Andrew Sykes is recipient of Schwartz Distinguished Faculty Award
Sykes was recognized for contributing to the success of USD’s Chemistry Department by helping to revise Honors Chemistry, making the course an important recruiting and retention tool for the chemistry department. He is also involved with the First Year Experience course teaching incoming first-year students issues that are related to science and technology. When he isn’t teaching, Sykes has been a prolific scholar writing 18 research articles, including three articles that have been published in the past year in journals with international circulation and he is the co-director of chemistry’s Northern Great Plains Undergraduate Research Center (NPURC), one of only five National Foundation sites in the country.

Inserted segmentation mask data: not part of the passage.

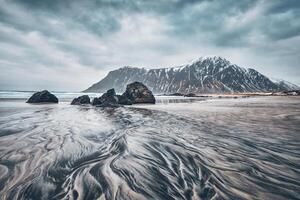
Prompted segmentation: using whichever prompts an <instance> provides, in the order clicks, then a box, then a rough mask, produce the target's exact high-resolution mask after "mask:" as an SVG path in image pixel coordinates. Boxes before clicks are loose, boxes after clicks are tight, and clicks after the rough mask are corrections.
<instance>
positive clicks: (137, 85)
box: [122, 82, 155, 104]
mask: <svg viewBox="0 0 300 200" xmlns="http://www.w3.org/2000/svg"><path fill="white" fill-rule="evenodd" d="M122 96H124V97H126V98H127V99H129V100H130V101H131V102H132V103H133V104H136V103H155V98H154V96H153V94H152V92H151V91H150V90H149V89H148V88H147V87H146V86H145V85H144V84H143V83H140V82H133V83H130V84H128V85H127V87H126V91H125V92H124V93H123V94H122Z"/></svg>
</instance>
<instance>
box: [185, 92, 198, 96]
mask: <svg viewBox="0 0 300 200" xmlns="http://www.w3.org/2000/svg"><path fill="white" fill-rule="evenodd" d="M184 96H185V97H196V96H197V95H196V94H194V93H188V94H186V95H184Z"/></svg>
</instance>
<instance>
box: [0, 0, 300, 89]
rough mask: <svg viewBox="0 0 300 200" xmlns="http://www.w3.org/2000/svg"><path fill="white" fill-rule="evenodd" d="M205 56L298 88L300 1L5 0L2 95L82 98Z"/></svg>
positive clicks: (186, 62) (292, 0) (3, 42)
mask: <svg viewBox="0 0 300 200" xmlns="http://www.w3.org/2000/svg"><path fill="white" fill-rule="evenodd" d="M206 55H218V56H222V57H224V58H226V59H228V60H229V61H231V62H232V63H235V64H238V65H239V66H242V67H246V68H248V67H251V68H254V69H257V70H258V71H260V72H261V73H263V74H265V75H267V76H272V77H276V78H283V79H285V80H288V81H290V82H293V83H296V84H298V85H300V66H299V65H300V0H265V1H263V0H259V1H255V0H241V1H237V0H219V1H205V0H203V1H200V0H199V1H196V0H148V1H147V0H144V1H143V0H113V1H109V0H86V1H84V0H82V1H76V0H0V70H1V73H0V89H1V90H7V89H16V90H39V89H49V90H55V91H81V90H83V89H86V88H87V87H88V86H90V85H91V84H93V83H95V82H97V81H99V80H100V79H101V78H103V77H104V76H105V75H106V74H107V72H108V71H110V70H113V69H116V68H119V67H121V66H125V65H130V66H136V67H142V66H146V67H148V68H158V67H170V66H176V65H181V64H183V63H187V62H188V61H190V60H193V59H196V58H199V57H201V56H206Z"/></svg>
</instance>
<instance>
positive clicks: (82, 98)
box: [71, 95, 91, 105]
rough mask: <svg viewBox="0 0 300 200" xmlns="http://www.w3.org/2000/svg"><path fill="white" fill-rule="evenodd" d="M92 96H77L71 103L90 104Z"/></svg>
mask: <svg viewBox="0 0 300 200" xmlns="http://www.w3.org/2000/svg"><path fill="white" fill-rule="evenodd" d="M90 103H91V101H90V97H89V96H88V95H82V96H80V97H77V98H75V99H73V101H72V102H71V105H81V104H90Z"/></svg>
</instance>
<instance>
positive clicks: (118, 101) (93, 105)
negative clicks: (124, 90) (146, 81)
mask: <svg viewBox="0 0 300 200" xmlns="http://www.w3.org/2000/svg"><path fill="white" fill-rule="evenodd" d="M135 103H155V98H154V96H153V94H152V92H151V91H150V90H149V89H148V88H147V87H146V86H145V85H144V84H142V83H140V82H134V83H131V84H128V85H127V87H126V91H125V92H124V93H123V94H122V95H117V94H116V92H115V90H114V89H110V90H107V91H106V92H105V93H104V94H103V95H102V96H101V97H98V98H97V97H96V98H94V99H93V101H92V105H93V106H99V107H118V106H121V105H132V104H135Z"/></svg>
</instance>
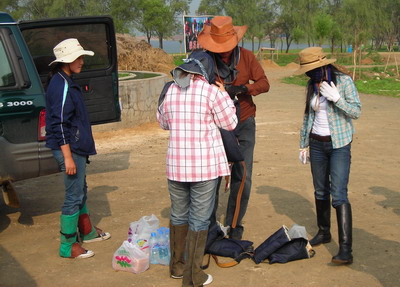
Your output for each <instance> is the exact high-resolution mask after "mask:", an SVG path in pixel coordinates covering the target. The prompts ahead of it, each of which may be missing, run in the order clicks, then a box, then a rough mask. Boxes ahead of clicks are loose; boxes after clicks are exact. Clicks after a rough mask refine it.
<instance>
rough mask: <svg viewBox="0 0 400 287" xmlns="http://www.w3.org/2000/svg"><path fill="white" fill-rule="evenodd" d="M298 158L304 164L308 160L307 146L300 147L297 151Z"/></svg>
mask: <svg viewBox="0 0 400 287" xmlns="http://www.w3.org/2000/svg"><path fill="white" fill-rule="evenodd" d="M299 160H300V162H301V163H302V164H306V163H307V161H308V160H309V156H308V148H301V149H300V153H299Z"/></svg>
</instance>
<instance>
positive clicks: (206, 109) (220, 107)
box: [157, 76, 237, 182]
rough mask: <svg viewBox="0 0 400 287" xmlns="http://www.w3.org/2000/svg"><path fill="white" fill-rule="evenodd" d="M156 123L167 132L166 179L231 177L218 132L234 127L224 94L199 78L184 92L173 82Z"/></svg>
mask: <svg viewBox="0 0 400 287" xmlns="http://www.w3.org/2000/svg"><path fill="white" fill-rule="evenodd" d="M157 120H158V122H159V123H160V126H161V127H162V128H163V129H165V130H169V131H170V133H169V145H168V152H167V177H168V179H170V180H174V181H179V182H199V181H206V180H211V179H215V178H217V177H219V176H225V175H229V174H230V172H229V166H228V161H227V158H226V154H225V149H224V145H223V143H222V138H221V133H220V132H219V129H218V128H223V129H225V130H233V129H234V128H235V127H236V125H237V117H236V109H235V106H234V104H233V101H232V100H231V98H230V97H229V95H228V93H227V92H221V91H220V90H219V89H218V87H217V86H215V85H210V84H208V82H207V81H206V80H205V79H204V78H203V77H198V76H197V77H194V78H193V77H192V79H191V80H190V86H189V87H188V88H185V89H182V88H180V87H179V86H178V85H176V84H175V83H173V84H172V85H171V86H170V87H169V89H168V91H167V93H166V95H165V99H164V102H163V103H162V104H161V106H160V108H159V111H158V112H157Z"/></svg>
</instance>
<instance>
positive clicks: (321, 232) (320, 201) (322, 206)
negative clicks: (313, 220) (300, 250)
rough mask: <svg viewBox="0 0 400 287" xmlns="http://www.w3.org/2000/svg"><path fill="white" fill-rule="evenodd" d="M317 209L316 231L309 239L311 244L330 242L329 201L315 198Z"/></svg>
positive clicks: (329, 208) (317, 244) (329, 211)
mask: <svg viewBox="0 0 400 287" xmlns="http://www.w3.org/2000/svg"><path fill="white" fill-rule="evenodd" d="M315 207H316V209H317V224H318V233H317V235H315V236H314V238H313V239H311V240H310V244H311V246H317V245H320V244H322V243H329V242H331V237H332V236H331V232H330V229H331V201H330V200H318V199H316V200H315Z"/></svg>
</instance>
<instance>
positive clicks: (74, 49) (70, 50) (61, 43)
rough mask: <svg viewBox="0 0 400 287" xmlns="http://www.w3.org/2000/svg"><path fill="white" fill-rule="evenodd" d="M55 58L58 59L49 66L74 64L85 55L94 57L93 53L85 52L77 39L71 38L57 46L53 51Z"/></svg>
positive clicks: (93, 52) (49, 65)
mask: <svg viewBox="0 0 400 287" xmlns="http://www.w3.org/2000/svg"><path fill="white" fill-rule="evenodd" d="M53 52H54V56H56V59H55V60H54V61H53V62H51V63H50V64H49V66H50V65H52V64H54V63H57V62H59V63H72V62H73V61H75V60H76V59H77V58H79V57H80V56H83V55H88V56H93V55H94V52H93V51H87V50H84V49H83V47H82V46H81V44H80V43H79V41H78V40H77V39H74V38H71V39H66V40H64V41H62V42H60V43H59V44H58V45H57V46H55V47H54V49H53Z"/></svg>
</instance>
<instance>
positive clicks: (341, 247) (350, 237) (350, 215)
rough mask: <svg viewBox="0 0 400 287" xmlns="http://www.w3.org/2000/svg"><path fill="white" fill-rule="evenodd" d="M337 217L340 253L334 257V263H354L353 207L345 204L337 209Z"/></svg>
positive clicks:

NPURC reaches out to chemistry undergraduates throughout the region. Sykes has been involved in working with students from tribal colleges and conducting workshops at Sinte Gleska University and Fort Berthold Community College in North Dakota. Sykes, through NPURC, will host a nanoscience workshop on the USD campus for native students next summer. The Truman and Beverly Schwartz Distinguished Faculty Award is awarded every third year to an outstanding tenured faculty member in the College of Arts and Sciences who has demonstrated a truly exceptional level of creativity and productivity in scholarship, teaching and service, and who shows great promise of continuing such achievement. Sykes is the second recipient of the award. The award is named for Truman and Beverly Schwartz, who donated land to the USD Foundation. Following the sale of the land, the proceeds were used to establish an endowment to fund the award. Kurt
Hackemer, Ph.D., associate academic dean for the College of Arts and Sciences, was the inaugural recipient of the award.